Giallo, arancione e rosso. Con il Dpcm del novembre scorso sono stati evitati 25mila ricoveri solo nel primo mese
di Redazione

le regioni a coloriLe regioni a colori sono state determinati per frenare la pandemia. L’introduzione delle «zone» con il Dpcm del 3 novembre 2020 per mitigare l’epidemia hanno permesso di ridurre la trasmissibilità di Sars-COV-2 del 13-19 per cento in zona gialla, del 27-38 per cento in zona arancione e del 36-45 per cento in zona rossa. È questo il risultato principale di uno studio congiunto tra Fondazione Bruno Kessler, Istituto Superiore di Sanità e Inail pubblicato sulla rivista Nature Communications.

Lo studio – che ha analizzato le regioni a colori – ha evidenziato come la zona gialla sia stata efficace nello stabilizzare l’incidenza dei casi, portando l’Rt a valori intorno a 1, mentre le zone arancione e rossa hanno prodotto una sostanziale riduzione di incidenza abbassando l’Rt a valori rispettivamente tra 0.80 e 0.93 e tra 0.74 e 0.83. Nell’insieme, le misure hanno ricondotto l’epidemia sotto controllo in 85 province su 107 entro 3 settimane dalla loro introduzione, evitando nello stesso periodo complessivamente circa 25mila ricoveri, ovvero oltre metà dei 44mila effettuati. Gli effetti positivi sulla riduzione dei ricoveri, tuttavia, sono ancora più significativi se osservati su tempi più lunghi, in virtù della riduzione nell’incidenza di infezione ottenuta con le misure.

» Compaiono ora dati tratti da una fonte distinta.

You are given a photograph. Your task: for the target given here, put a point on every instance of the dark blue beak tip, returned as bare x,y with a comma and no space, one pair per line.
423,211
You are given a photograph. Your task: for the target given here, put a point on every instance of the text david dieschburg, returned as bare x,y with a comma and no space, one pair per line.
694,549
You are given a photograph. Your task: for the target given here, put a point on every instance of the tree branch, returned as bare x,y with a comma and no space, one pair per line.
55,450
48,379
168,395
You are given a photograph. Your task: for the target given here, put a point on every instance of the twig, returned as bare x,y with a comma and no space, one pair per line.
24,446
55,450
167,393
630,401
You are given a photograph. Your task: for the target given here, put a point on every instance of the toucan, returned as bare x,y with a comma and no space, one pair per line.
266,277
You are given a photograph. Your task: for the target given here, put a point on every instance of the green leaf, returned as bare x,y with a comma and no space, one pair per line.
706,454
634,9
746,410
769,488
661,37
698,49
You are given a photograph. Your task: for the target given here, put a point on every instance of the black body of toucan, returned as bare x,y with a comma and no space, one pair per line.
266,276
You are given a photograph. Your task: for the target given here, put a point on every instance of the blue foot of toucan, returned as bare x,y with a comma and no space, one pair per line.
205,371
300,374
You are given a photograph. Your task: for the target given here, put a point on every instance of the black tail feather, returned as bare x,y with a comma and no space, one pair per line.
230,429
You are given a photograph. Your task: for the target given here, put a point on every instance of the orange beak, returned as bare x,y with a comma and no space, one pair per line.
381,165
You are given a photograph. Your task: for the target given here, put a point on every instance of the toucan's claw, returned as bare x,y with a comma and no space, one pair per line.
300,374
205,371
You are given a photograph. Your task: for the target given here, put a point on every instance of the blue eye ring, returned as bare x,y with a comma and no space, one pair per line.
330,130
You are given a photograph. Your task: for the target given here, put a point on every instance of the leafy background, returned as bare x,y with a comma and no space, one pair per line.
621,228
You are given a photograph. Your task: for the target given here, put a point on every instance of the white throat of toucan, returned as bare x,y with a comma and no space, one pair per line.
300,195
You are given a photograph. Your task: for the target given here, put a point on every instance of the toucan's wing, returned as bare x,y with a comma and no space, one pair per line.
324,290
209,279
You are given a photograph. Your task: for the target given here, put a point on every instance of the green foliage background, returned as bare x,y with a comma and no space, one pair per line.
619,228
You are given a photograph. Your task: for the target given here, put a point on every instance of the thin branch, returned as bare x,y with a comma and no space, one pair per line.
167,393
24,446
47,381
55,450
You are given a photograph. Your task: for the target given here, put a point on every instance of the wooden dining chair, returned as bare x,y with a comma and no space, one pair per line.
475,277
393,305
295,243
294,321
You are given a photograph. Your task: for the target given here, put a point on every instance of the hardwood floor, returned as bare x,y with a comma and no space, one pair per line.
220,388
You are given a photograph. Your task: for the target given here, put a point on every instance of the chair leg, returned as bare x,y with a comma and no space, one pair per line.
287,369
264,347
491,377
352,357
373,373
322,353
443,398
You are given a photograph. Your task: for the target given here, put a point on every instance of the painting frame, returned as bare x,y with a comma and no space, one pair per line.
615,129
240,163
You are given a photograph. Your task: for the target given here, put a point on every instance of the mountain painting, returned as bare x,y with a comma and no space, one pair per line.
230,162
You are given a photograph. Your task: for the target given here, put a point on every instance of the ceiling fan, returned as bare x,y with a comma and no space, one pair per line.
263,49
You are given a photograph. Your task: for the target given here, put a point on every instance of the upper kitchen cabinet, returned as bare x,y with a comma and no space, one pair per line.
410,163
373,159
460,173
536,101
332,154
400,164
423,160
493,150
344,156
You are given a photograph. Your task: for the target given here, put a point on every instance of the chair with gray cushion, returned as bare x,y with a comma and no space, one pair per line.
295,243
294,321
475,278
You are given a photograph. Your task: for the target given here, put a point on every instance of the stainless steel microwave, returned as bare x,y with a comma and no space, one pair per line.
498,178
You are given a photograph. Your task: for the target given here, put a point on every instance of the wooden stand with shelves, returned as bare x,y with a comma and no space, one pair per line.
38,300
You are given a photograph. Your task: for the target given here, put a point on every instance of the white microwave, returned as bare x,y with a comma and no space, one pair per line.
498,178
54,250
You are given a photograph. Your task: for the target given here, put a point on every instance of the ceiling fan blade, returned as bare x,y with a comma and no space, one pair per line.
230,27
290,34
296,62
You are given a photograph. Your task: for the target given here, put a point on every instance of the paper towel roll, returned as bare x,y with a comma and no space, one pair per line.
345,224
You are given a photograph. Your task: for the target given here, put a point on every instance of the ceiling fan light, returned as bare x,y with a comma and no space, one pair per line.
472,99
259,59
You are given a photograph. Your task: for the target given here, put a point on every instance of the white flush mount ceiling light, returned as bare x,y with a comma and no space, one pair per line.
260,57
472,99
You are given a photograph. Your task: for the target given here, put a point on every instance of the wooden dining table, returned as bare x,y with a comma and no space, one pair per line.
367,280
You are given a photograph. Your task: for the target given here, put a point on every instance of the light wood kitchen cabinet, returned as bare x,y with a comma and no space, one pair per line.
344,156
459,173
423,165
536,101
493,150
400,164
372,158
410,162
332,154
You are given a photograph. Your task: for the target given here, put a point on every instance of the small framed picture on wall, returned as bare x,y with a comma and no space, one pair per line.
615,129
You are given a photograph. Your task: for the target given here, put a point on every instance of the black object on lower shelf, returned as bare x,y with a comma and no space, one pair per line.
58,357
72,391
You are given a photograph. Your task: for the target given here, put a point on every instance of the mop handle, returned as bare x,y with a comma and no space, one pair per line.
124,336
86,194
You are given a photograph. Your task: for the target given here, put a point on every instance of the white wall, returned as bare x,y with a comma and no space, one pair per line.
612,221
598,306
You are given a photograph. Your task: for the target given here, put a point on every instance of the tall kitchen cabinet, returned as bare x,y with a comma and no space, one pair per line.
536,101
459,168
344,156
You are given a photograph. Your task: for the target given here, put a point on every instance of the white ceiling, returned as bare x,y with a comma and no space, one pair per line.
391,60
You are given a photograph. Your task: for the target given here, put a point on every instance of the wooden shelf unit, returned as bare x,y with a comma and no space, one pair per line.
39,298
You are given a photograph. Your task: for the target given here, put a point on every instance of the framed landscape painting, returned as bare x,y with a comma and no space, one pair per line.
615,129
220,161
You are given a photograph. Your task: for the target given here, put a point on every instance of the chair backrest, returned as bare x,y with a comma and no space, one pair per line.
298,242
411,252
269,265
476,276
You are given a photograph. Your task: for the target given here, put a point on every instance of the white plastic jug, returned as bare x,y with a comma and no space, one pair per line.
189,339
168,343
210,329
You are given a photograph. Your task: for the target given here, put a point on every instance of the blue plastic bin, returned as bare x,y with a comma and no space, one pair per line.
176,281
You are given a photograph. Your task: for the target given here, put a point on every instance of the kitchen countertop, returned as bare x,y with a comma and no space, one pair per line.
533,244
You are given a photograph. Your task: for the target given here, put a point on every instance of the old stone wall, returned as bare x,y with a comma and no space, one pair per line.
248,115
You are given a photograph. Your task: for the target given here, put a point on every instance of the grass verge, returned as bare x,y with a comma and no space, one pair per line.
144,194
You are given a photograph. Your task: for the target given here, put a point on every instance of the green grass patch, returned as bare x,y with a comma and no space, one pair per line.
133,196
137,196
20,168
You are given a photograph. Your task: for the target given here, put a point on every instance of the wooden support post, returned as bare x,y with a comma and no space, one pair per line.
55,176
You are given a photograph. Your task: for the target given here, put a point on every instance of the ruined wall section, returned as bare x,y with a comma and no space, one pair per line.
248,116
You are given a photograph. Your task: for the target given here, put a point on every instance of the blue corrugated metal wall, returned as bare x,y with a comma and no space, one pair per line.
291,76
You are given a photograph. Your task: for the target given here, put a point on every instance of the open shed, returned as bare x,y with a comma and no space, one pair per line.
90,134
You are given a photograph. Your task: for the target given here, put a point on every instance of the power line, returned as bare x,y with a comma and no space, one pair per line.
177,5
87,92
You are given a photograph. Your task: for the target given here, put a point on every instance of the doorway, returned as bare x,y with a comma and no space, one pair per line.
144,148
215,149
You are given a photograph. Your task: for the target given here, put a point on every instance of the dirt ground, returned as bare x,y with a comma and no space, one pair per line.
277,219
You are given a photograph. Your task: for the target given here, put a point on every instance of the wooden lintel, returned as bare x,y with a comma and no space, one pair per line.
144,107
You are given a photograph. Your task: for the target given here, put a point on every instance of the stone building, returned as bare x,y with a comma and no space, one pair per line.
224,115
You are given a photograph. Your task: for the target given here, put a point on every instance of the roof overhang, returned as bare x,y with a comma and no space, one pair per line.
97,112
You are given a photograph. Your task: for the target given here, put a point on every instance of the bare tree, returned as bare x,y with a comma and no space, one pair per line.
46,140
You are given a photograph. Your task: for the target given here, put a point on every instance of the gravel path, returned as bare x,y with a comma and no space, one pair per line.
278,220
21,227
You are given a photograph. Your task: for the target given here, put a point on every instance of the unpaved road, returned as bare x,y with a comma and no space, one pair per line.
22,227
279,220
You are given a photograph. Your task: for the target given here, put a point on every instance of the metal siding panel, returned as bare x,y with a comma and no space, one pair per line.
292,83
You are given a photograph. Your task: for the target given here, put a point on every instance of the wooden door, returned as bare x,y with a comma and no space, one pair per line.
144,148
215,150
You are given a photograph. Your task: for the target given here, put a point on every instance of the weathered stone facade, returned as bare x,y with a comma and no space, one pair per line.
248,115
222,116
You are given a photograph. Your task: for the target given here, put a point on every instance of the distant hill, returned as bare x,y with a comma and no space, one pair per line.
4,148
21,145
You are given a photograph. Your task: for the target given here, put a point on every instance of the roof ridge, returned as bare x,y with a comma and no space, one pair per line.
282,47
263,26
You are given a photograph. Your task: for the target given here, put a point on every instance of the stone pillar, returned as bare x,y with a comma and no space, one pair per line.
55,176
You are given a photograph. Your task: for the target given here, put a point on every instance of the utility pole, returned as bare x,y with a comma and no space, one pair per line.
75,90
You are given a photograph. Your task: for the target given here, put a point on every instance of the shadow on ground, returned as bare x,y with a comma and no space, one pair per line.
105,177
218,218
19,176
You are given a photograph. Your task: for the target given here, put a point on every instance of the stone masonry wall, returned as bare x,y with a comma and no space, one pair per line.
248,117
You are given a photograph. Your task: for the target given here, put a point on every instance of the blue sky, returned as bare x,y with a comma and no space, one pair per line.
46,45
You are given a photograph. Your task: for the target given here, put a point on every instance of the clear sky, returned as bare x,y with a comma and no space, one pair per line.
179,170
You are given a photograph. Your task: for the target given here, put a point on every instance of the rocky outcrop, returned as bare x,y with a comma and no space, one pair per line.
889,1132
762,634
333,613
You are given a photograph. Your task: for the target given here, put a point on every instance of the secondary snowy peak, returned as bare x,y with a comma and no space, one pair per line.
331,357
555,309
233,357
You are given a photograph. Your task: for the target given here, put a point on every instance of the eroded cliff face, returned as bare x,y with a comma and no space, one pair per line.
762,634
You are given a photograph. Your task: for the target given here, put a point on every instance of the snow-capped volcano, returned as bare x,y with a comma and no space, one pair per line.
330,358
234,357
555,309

Per la ricerca sono stati utilizzati i dati della sorveglianza integrata e quelli sulla mobilità pubblica, elaborati con dei modelli matematici per quantificare l’associazione tra le misure e il cambiamento nell’R(t) tra la settimana 30 ottobre 5 novembre, prima dell’introduzione delle zone, e quella 19-25 novembre, quando l’effetto si può considerare stabilizzato. Lo studio ha inoltre evidenziato che anche la più restrittiva delle zone ha prodotto riduzioni delle attività sociali significativamente minori rispetto al lockdown della primavera 2020: ad esempio, a fronte di un tempo medio passato in casa dagli italiani di circa 16 ore al giorno in tempi pre-pandemici (dato Istat), nelle zone rosse si è stimato un tempo di 18.7 ore al giorno contro le circa 20.3 durante il lockdown.